ROME—On a recent afternoon, a group of American diplomats gathered on Rome's cobblestones with buckets and rollers, spreading peach-colored paint across the weather-beaten façade of a medieval storefront. Their mission: To cover up the swirls of graffiti lining one of Rome's oldest neighborhoods.
"It's just so sad and so devastating," said Rebecca Spitzmiller, an American lawyer living in Rome, who donned rubber gloves and a dust mask. "We're retaking Rome."
Ms. Spitzmiller had tapped the diplomats to join the volunteer force of Italian and American students she's recruited in recent months.

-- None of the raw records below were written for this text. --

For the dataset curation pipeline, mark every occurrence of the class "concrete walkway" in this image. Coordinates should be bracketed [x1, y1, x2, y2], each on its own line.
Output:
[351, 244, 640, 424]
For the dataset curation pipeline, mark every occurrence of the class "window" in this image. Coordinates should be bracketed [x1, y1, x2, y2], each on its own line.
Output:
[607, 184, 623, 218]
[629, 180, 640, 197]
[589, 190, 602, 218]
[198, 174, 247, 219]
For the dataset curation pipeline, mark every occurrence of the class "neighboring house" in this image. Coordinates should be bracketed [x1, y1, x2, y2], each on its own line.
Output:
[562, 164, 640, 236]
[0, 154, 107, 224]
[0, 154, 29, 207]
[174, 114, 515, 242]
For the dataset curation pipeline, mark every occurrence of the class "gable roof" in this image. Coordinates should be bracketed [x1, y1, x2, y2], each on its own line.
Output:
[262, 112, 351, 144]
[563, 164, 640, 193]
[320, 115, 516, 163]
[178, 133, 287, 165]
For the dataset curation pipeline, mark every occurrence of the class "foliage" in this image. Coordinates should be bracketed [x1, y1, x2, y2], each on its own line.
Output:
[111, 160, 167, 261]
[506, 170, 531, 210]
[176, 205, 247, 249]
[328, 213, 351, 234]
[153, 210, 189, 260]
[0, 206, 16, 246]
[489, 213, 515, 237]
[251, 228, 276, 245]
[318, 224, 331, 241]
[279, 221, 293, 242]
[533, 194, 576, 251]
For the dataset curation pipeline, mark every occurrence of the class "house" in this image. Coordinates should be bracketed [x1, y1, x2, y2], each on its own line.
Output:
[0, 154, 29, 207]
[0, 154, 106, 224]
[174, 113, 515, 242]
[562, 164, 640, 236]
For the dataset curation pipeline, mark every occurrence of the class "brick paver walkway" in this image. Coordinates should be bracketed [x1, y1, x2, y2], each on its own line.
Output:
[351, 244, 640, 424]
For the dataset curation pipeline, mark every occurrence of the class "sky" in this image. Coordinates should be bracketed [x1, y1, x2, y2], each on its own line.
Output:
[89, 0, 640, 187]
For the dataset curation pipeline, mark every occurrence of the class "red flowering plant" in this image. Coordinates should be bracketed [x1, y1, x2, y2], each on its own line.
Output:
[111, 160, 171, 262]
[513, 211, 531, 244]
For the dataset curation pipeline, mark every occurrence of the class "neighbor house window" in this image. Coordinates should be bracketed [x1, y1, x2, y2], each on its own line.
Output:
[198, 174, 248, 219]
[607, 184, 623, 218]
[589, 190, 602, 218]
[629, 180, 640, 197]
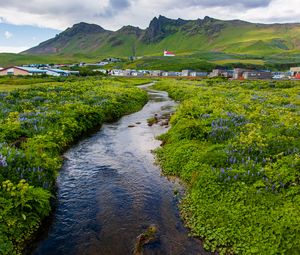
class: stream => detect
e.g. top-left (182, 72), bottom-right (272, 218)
top-left (32, 85), bottom-right (207, 255)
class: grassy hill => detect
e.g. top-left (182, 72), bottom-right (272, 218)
top-left (0, 16), bottom-right (300, 69)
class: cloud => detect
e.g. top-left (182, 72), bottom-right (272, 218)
top-left (0, 0), bottom-right (300, 30)
top-left (0, 46), bottom-right (29, 53)
top-left (4, 31), bottom-right (13, 40)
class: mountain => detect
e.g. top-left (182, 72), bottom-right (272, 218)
top-left (23, 16), bottom-right (300, 57)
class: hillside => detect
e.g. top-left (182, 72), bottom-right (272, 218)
top-left (24, 16), bottom-right (300, 57)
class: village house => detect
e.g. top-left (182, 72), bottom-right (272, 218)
top-left (150, 70), bottom-right (163, 76)
top-left (290, 67), bottom-right (300, 79)
top-left (190, 72), bottom-right (208, 77)
top-left (208, 69), bottom-right (234, 78)
top-left (181, 70), bottom-right (192, 77)
top-left (131, 71), bottom-right (144, 77)
top-left (46, 69), bottom-right (71, 77)
top-left (164, 50), bottom-right (176, 57)
top-left (232, 68), bottom-right (250, 80)
top-left (243, 71), bottom-right (273, 80)
top-left (0, 66), bottom-right (47, 76)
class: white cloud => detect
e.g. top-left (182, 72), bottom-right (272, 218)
top-left (0, 0), bottom-right (300, 30)
top-left (4, 31), bottom-right (13, 40)
top-left (0, 46), bottom-right (29, 53)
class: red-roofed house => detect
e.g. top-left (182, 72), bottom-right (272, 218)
top-left (164, 50), bottom-right (175, 57)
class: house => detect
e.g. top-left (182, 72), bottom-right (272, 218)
top-left (243, 71), bottom-right (273, 80)
top-left (150, 70), bottom-right (163, 76)
top-left (0, 66), bottom-right (47, 76)
top-left (190, 72), bottom-right (208, 77)
top-left (131, 71), bottom-right (144, 77)
top-left (290, 67), bottom-right (300, 79)
top-left (46, 69), bottom-right (70, 77)
top-left (164, 50), bottom-right (176, 57)
top-left (209, 69), bottom-right (227, 78)
top-left (232, 68), bottom-right (250, 80)
top-left (181, 70), bottom-right (192, 77)
top-left (272, 72), bottom-right (291, 80)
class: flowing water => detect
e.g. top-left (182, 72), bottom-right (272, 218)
top-left (33, 86), bottom-right (206, 255)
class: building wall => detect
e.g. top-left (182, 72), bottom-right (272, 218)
top-left (0, 68), bottom-right (31, 76)
top-left (243, 72), bottom-right (272, 80)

They clean up after graffiti artists who have swathed the city's palazzos and piazzas in tentacles of spray paint.
The campaign has inspired cheers and approving headlines across Italy.
But some Romans see graffiti—an Italian word meaning scratches—as a way to reclaim the city from tourists and prevent it from languishing into a museum. And they don't always appreciate the Americans' meddling.
"Not all Romans perceive the city as tourists do," says Rocco, a 27-year-old who started spray-painting as a teenager and declined to give his last name. "This is my city, my home. The aim is not to deface the city but to acquire visibility, to show the city is alive."
Graffiti artists say their expression is part of an ancient tradition. Tourists filing through the Colosseum's archways are still greeted by a phallic symbol, centuries after it was etched into the stone surface of the ancient arena.
Rome's War on Graffiti
See photos of Rome's graffiti-coated buildings.
Margherita Stancati/The Wall Street Journal
I say long live the street artists! It is what gives a city its vibrancy and creativity. I for one will mourn the loss of Rome's graffiti... should the moralists have their way.